As has been customary since 2014, the Monterey County District Attorney’s office took over investigation of the incident. It’s unlikely the officers will be found to have done anything wrong, a belief that was evident Friday at a gathering to honor the young mother. During Friday’s event, which took place in the same spot where the Salinas Police Department was scheduled to announce receiving a “community policing” award, several speakers said they feared there would be no consequences for the police officers who shot her. All the officers have to do is say they believed their lives were in danger, the speakers said. For the record, I did not attend but watched a YouTube recording made by the ubiquitous Wes White.
It’s not that the community does not want to trust the police, several of the speakers said. “We expect the cops to help us, we expect them to keep us safe,” said Debbie Ramos of the Brown Berets. “We should not have to live with an anti-police mindset. They are public safety. They’re supposed to be there for our safety,” Seaside activist Rosalyn Charles said.
Maybe the community would also like to know how officers are trained to respond when a gun, a real gun, is pointed at them. What goes through their minds? And in the heat of the moment, can they tell the difference?
But when you see officer-involved shootings where all the blame is placed on the victim — s/he was on drugs, s/he was acting erratically — and seldom, if ever, any acknowledgment that perhaps, maybe, the police did kill some innocent person in error, well, the community will act with distrust. And for trust to be re-established, there needs to be an acknowledgment that a wrong has occurred. That a certain death should have never happened. That the Salinas police are sorry for having caused the unnecessary death of a resident. An unnecessary trauma.
At Friday’s event, where about 60 people gathered to express their condolences to Brenda’s mother, community members asked the Salinas Police Department to express regret.
“Say you’re sorry, PD. If they say they’re sorry, if they know what they did was wrong … maybe that would be on the record to show they’re human. Say you’re sorry, PD,” community activist Xago Juarez said, leading the crowd in a chant. “Say you’re sorry, PD.”

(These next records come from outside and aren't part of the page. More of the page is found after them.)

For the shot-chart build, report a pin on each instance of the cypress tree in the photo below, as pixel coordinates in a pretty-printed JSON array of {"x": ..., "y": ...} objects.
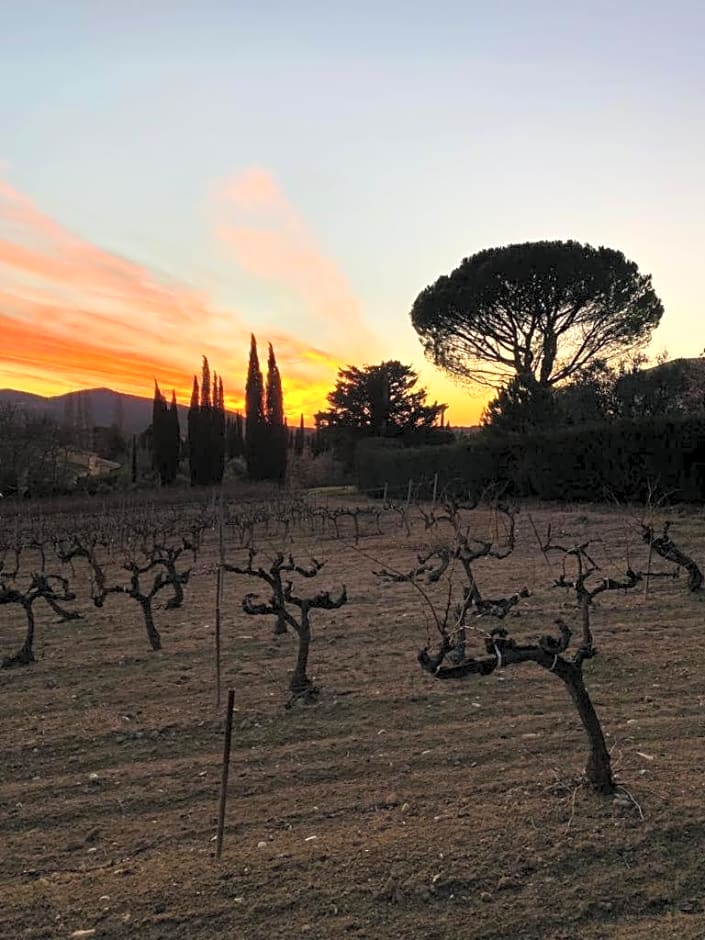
[
  {"x": 134, "y": 458},
  {"x": 194, "y": 442},
  {"x": 161, "y": 445},
  {"x": 299, "y": 439},
  {"x": 276, "y": 425},
  {"x": 218, "y": 430},
  {"x": 255, "y": 426}
]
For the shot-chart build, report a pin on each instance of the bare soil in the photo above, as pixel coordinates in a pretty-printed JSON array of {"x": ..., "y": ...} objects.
[{"x": 397, "y": 806}]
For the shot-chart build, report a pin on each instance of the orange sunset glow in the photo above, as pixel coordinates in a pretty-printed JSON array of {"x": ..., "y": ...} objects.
[{"x": 75, "y": 316}]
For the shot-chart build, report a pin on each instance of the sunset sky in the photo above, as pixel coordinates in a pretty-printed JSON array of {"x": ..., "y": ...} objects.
[{"x": 175, "y": 174}]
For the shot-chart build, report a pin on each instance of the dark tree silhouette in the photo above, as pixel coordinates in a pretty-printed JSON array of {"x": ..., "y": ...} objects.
[
  {"x": 166, "y": 437},
  {"x": 194, "y": 441},
  {"x": 277, "y": 433},
  {"x": 255, "y": 421},
  {"x": 380, "y": 400},
  {"x": 299, "y": 438},
  {"x": 541, "y": 310}
]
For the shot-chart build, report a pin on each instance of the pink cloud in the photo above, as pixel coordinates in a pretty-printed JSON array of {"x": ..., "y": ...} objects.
[
  {"x": 74, "y": 314},
  {"x": 269, "y": 239}
]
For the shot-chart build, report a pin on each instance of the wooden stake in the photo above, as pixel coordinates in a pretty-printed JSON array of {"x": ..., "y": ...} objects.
[
  {"x": 218, "y": 595},
  {"x": 226, "y": 767}
]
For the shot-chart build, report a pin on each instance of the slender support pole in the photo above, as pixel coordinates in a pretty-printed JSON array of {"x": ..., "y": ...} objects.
[
  {"x": 226, "y": 767},
  {"x": 218, "y": 595}
]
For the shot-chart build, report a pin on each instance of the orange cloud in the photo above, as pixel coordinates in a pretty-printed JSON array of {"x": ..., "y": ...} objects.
[
  {"x": 270, "y": 240},
  {"x": 73, "y": 315}
]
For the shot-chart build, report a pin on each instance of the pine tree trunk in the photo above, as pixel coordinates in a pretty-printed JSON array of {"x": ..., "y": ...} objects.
[{"x": 25, "y": 655}]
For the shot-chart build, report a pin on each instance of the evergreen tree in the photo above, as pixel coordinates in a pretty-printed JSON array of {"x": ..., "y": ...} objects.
[
  {"x": 277, "y": 432},
  {"x": 174, "y": 439},
  {"x": 194, "y": 442},
  {"x": 255, "y": 424},
  {"x": 134, "y": 459},
  {"x": 159, "y": 433},
  {"x": 218, "y": 431}
]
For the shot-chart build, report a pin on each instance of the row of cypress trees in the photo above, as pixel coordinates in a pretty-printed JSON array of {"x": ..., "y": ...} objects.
[{"x": 262, "y": 438}]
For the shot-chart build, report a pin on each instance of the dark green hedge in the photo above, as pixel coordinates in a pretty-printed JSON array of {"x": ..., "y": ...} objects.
[{"x": 586, "y": 463}]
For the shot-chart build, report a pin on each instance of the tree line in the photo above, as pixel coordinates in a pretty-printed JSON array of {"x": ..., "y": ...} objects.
[{"x": 262, "y": 437}]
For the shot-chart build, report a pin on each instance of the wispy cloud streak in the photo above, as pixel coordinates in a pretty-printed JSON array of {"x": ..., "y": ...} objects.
[{"x": 269, "y": 239}]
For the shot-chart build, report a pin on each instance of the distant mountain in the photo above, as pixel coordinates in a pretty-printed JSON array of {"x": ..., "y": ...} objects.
[{"x": 106, "y": 407}]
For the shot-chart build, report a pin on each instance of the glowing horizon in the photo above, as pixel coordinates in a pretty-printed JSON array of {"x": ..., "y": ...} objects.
[{"x": 76, "y": 317}]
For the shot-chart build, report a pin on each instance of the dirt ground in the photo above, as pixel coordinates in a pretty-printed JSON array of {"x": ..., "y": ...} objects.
[{"x": 397, "y": 806}]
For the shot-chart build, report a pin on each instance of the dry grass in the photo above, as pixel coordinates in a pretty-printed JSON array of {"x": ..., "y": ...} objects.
[{"x": 397, "y": 806}]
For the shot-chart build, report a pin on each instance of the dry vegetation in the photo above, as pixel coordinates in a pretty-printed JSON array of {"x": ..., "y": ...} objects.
[{"x": 395, "y": 806}]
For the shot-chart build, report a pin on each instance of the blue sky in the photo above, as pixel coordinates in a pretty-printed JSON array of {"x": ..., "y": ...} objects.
[{"x": 399, "y": 138}]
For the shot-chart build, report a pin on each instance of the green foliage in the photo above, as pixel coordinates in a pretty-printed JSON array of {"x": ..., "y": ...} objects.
[
  {"x": 299, "y": 438},
  {"x": 540, "y": 309},
  {"x": 379, "y": 401},
  {"x": 166, "y": 437},
  {"x": 266, "y": 433},
  {"x": 255, "y": 420},
  {"x": 625, "y": 459},
  {"x": 521, "y": 406},
  {"x": 277, "y": 431},
  {"x": 206, "y": 428},
  {"x": 234, "y": 437}
]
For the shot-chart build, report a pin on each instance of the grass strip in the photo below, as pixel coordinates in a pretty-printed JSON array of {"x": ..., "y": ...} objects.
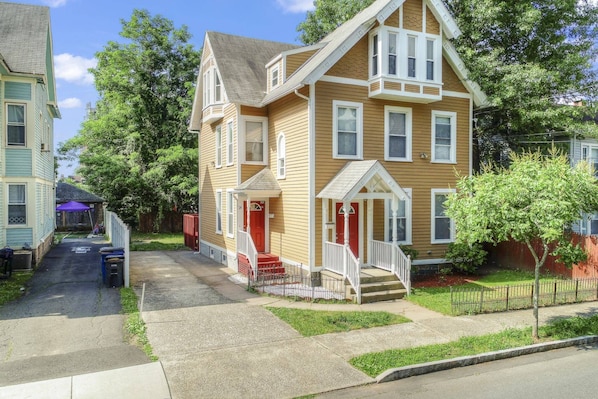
[
  {"x": 311, "y": 322},
  {"x": 134, "y": 324},
  {"x": 377, "y": 362},
  {"x": 11, "y": 288}
]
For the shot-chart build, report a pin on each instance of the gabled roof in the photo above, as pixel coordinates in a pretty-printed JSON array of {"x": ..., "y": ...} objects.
[
  {"x": 262, "y": 184},
  {"x": 67, "y": 192},
  {"x": 341, "y": 40},
  {"x": 24, "y": 33},
  {"x": 356, "y": 175},
  {"x": 241, "y": 62}
]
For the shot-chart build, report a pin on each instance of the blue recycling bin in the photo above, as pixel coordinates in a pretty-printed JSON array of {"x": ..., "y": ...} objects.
[{"x": 109, "y": 251}]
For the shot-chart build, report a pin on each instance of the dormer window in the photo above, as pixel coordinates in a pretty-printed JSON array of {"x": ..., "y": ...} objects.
[{"x": 212, "y": 87}]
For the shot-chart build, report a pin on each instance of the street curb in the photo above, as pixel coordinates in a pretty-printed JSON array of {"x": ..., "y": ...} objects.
[{"x": 424, "y": 368}]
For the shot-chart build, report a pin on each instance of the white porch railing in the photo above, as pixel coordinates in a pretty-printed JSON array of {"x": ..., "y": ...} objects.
[
  {"x": 341, "y": 260},
  {"x": 390, "y": 257},
  {"x": 246, "y": 247}
]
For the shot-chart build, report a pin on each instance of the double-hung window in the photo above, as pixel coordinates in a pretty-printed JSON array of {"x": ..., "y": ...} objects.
[
  {"x": 281, "y": 156},
  {"x": 218, "y": 162},
  {"x": 589, "y": 153},
  {"x": 229, "y": 143},
  {"x": 397, "y": 129},
  {"x": 255, "y": 138},
  {"x": 443, "y": 230},
  {"x": 218, "y": 211},
  {"x": 403, "y": 217},
  {"x": 17, "y": 206},
  {"x": 347, "y": 130},
  {"x": 444, "y": 137},
  {"x": 15, "y": 124},
  {"x": 411, "y": 56}
]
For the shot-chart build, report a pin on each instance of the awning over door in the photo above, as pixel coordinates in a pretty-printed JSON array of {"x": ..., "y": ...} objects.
[
  {"x": 261, "y": 185},
  {"x": 349, "y": 182}
]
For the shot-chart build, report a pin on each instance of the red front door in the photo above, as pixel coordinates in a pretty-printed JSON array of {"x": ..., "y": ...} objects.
[
  {"x": 257, "y": 223},
  {"x": 353, "y": 226}
]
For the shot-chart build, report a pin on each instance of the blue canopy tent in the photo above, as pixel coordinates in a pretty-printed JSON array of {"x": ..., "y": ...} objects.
[{"x": 74, "y": 206}]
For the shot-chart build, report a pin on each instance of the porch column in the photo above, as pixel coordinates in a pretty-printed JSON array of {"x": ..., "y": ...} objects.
[
  {"x": 395, "y": 208},
  {"x": 346, "y": 209},
  {"x": 370, "y": 226}
]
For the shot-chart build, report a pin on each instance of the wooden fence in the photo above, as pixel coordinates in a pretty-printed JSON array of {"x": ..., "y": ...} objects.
[
  {"x": 515, "y": 255},
  {"x": 472, "y": 300}
]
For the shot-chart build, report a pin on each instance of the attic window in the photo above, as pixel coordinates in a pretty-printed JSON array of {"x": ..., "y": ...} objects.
[{"x": 275, "y": 77}]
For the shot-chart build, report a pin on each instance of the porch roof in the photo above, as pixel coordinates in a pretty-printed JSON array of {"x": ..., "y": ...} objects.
[
  {"x": 355, "y": 176},
  {"x": 262, "y": 184}
]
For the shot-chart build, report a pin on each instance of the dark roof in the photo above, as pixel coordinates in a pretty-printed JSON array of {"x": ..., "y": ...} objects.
[
  {"x": 67, "y": 192},
  {"x": 24, "y": 33},
  {"x": 241, "y": 62}
]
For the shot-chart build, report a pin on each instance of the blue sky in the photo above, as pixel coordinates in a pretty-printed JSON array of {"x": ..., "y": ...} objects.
[{"x": 81, "y": 28}]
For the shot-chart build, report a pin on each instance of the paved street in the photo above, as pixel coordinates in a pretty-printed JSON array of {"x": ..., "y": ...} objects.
[{"x": 68, "y": 323}]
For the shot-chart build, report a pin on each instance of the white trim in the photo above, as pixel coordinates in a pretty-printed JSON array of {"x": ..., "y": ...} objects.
[
  {"x": 218, "y": 144},
  {"x": 218, "y": 201},
  {"x": 408, "y": 112},
  {"x": 242, "y": 136},
  {"x": 408, "y": 218},
  {"x": 345, "y": 81},
  {"x": 230, "y": 213},
  {"x": 453, "y": 148},
  {"x": 281, "y": 154},
  {"x": 230, "y": 142},
  {"x": 433, "y": 240},
  {"x": 336, "y": 104},
  {"x": 449, "y": 93}
]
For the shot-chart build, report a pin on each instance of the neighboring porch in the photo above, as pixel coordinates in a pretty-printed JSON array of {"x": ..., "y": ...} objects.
[{"x": 344, "y": 250}]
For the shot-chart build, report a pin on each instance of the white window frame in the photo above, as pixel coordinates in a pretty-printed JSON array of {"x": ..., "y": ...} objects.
[
  {"x": 264, "y": 121},
  {"x": 281, "y": 161},
  {"x": 230, "y": 213},
  {"x": 230, "y": 144},
  {"x": 359, "y": 127},
  {"x": 275, "y": 76},
  {"x": 218, "y": 138},
  {"x": 19, "y": 204},
  {"x": 408, "y": 219},
  {"x": 434, "y": 240},
  {"x": 408, "y": 132},
  {"x": 219, "y": 211},
  {"x": 453, "y": 147},
  {"x": 17, "y": 124}
]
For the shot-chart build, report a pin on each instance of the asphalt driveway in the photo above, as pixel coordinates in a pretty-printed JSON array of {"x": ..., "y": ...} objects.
[{"x": 67, "y": 323}]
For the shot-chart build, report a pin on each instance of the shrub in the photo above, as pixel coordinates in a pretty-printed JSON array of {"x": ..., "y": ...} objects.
[{"x": 466, "y": 257}]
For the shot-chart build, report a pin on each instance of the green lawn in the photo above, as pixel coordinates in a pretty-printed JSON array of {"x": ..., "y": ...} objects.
[
  {"x": 310, "y": 322},
  {"x": 439, "y": 298},
  {"x": 157, "y": 241}
]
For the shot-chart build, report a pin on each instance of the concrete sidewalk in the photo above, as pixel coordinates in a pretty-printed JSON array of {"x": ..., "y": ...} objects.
[
  {"x": 146, "y": 381},
  {"x": 215, "y": 339}
]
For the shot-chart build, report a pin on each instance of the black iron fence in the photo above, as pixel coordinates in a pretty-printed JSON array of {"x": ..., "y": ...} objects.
[{"x": 472, "y": 300}]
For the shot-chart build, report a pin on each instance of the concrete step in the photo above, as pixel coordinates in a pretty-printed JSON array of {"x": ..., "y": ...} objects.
[{"x": 380, "y": 296}]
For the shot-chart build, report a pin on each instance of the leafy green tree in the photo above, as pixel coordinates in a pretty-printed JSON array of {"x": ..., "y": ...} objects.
[
  {"x": 327, "y": 16},
  {"x": 530, "y": 58},
  {"x": 135, "y": 150},
  {"x": 536, "y": 198}
]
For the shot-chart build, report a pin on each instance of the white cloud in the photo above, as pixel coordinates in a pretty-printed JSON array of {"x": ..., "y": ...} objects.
[
  {"x": 73, "y": 68},
  {"x": 71, "y": 102},
  {"x": 296, "y": 6},
  {"x": 54, "y": 3}
]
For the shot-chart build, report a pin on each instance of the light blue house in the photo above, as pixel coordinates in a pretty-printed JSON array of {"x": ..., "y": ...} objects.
[{"x": 28, "y": 106}]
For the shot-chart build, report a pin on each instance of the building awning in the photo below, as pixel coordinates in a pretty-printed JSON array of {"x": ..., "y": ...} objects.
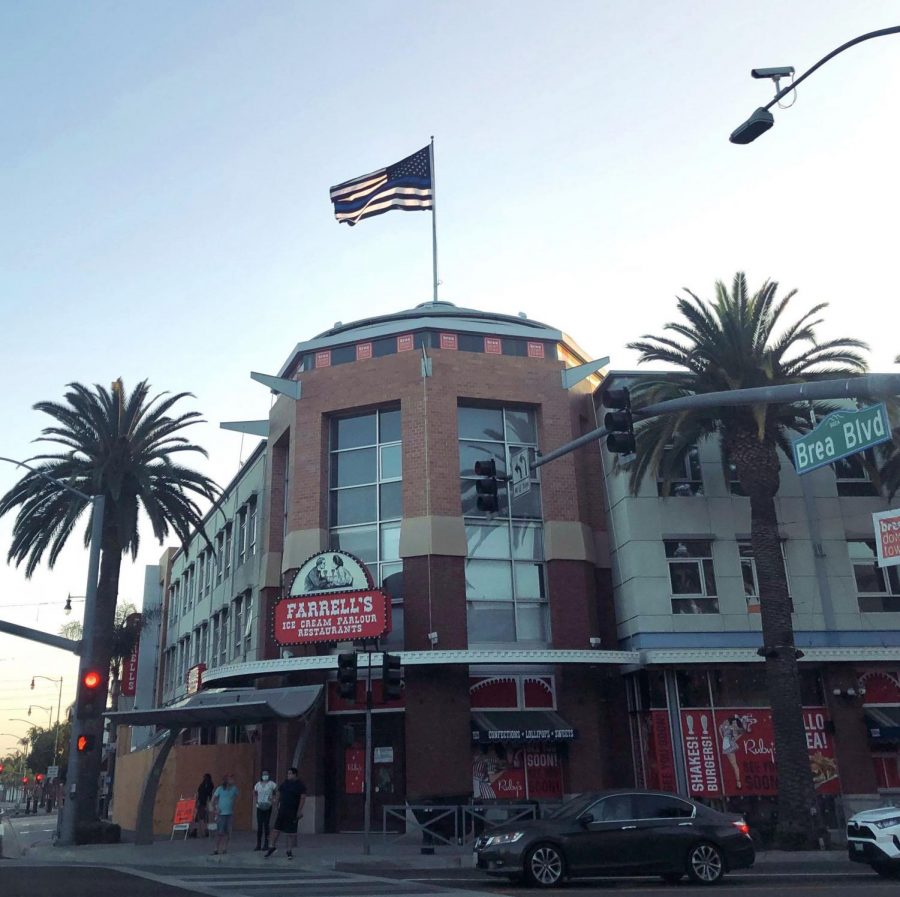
[
  {"x": 223, "y": 706},
  {"x": 519, "y": 726},
  {"x": 883, "y": 723}
]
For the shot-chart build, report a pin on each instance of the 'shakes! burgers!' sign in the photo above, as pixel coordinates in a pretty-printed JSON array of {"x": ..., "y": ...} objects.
[{"x": 331, "y": 599}]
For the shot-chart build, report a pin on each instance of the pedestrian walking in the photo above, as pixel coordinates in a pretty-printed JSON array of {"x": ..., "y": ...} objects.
[
  {"x": 264, "y": 791},
  {"x": 201, "y": 812},
  {"x": 290, "y": 798},
  {"x": 224, "y": 798}
]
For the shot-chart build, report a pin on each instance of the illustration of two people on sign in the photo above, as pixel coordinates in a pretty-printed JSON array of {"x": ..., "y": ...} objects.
[{"x": 326, "y": 576}]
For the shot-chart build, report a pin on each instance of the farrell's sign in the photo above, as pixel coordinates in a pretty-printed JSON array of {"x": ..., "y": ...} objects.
[{"x": 331, "y": 599}]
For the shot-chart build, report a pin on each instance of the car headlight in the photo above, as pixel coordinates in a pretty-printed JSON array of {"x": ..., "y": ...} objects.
[{"x": 505, "y": 838}]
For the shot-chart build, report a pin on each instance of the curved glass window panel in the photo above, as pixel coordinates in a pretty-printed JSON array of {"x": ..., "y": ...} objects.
[
  {"x": 487, "y": 541},
  {"x": 352, "y": 432},
  {"x": 389, "y": 424},
  {"x": 489, "y": 580},
  {"x": 360, "y": 541},
  {"x": 481, "y": 423},
  {"x": 391, "y": 462},
  {"x": 531, "y": 622},
  {"x": 491, "y": 622},
  {"x": 391, "y": 500},
  {"x": 470, "y": 452},
  {"x": 390, "y": 542},
  {"x": 520, "y": 427},
  {"x": 392, "y": 580},
  {"x": 529, "y": 581},
  {"x": 529, "y": 504},
  {"x": 355, "y": 505},
  {"x": 469, "y": 498},
  {"x": 528, "y": 541},
  {"x": 353, "y": 468}
]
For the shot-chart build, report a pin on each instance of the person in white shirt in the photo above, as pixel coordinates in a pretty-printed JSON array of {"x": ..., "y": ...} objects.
[{"x": 264, "y": 792}]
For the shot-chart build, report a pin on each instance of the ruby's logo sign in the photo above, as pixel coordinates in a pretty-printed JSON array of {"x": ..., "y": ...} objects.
[{"x": 332, "y": 598}]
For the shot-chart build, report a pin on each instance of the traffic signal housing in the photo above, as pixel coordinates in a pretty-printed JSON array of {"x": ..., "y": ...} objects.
[
  {"x": 347, "y": 673},
  {"x": 619, "y": 422},
  {"x": 90, "y": 699},
  {"x": 390, "y": 677},
  {"x": 486, "y": 487},
  {"x": 86, "y": 743}
]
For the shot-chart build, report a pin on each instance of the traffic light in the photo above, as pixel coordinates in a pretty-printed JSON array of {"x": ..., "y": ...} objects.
[
  {"x": 86, "y": 743},
  {"x": 88, "y": 703},
  {"x": 347, "y": 676},
  {"x": 619, "y": 423},
  {"x": 488, "y": 500},
  {"x": 390, "y": 676}
]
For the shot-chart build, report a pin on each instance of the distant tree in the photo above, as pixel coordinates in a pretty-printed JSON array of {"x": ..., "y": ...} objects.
[{"x": 125, "y": 447}]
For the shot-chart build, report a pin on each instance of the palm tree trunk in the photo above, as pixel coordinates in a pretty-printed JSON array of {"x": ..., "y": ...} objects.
[{"x": 798, "y": 823}]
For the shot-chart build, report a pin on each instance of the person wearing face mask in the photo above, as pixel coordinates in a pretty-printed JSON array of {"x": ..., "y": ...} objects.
[{"x": 264, "y": 791}]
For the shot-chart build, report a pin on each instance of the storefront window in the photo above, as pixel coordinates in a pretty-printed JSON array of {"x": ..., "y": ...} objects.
[
  {"x": 366, "y": 495},
  {"x": 505, "y": 576}
]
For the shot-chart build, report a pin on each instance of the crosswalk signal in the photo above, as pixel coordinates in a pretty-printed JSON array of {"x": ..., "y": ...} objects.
[
  {"x": 347, "y": 676},
  {"x": 619, "y": 423},
  {"x": 390, "y": 677},
  {"x": 88, "y": 702},
  {"x": 488, "y": 500},
  {"x": 86, "y": 743}
]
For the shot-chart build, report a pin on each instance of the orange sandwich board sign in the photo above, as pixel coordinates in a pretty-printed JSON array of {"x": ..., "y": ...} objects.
[
  {"x": 184, "y": 816},
  {"x": 887, "y": 537},
  {"x": 332, "y": 598}
]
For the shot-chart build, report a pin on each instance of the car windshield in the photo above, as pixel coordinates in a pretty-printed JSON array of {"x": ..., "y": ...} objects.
[{"x": 574, "y": 807}]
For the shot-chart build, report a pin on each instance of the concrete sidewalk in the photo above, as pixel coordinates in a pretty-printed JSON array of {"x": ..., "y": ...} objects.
[{"x": 321, "y": 851}]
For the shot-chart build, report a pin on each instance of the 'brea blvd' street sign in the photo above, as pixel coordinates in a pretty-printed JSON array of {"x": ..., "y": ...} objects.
[
  {"x": 331, "y": 599},
  {"x": 840, "y": 434}
]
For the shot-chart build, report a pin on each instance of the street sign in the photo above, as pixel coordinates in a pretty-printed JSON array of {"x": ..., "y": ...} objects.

Brenda’s mother was so overcome with grief she declined to speak during Friday’s rally. And the pain will never go away, Joe Frank Alvarado, father of a man killed by Salinas Police officers in July 2014, told her. She will always remember how her baby died, he said.
A few months from now, there may be only a handful of people who will remember Brenda — her boyfriend and friends and family, those who knew what made her smile and the comfort she brought to people’s lives. But in this community full of grief and challenges, the trauma of seeing yet another young person killed at the hands of the police — at the hands of those we expect to protect us — the trauma will last. Expect to see it on display in the next few weeks at the next City Council meeting, where activists promised to go next to express their grievance. And at a presentation by Alex Vitale, author of “The End of Policing,” at Hartnell College on Thursday.
Expect to see it for sure the next time the Salinas Police Department wants to place police officers in the schools. It may confound you to see how passionate activists are, it may surprise you to see how many in the community feel this way. It may even make you feel the community is being manipulated into this or other attitudes or beliefs. But you see, the pain is real. It’s the cherry on top of the grievance cake.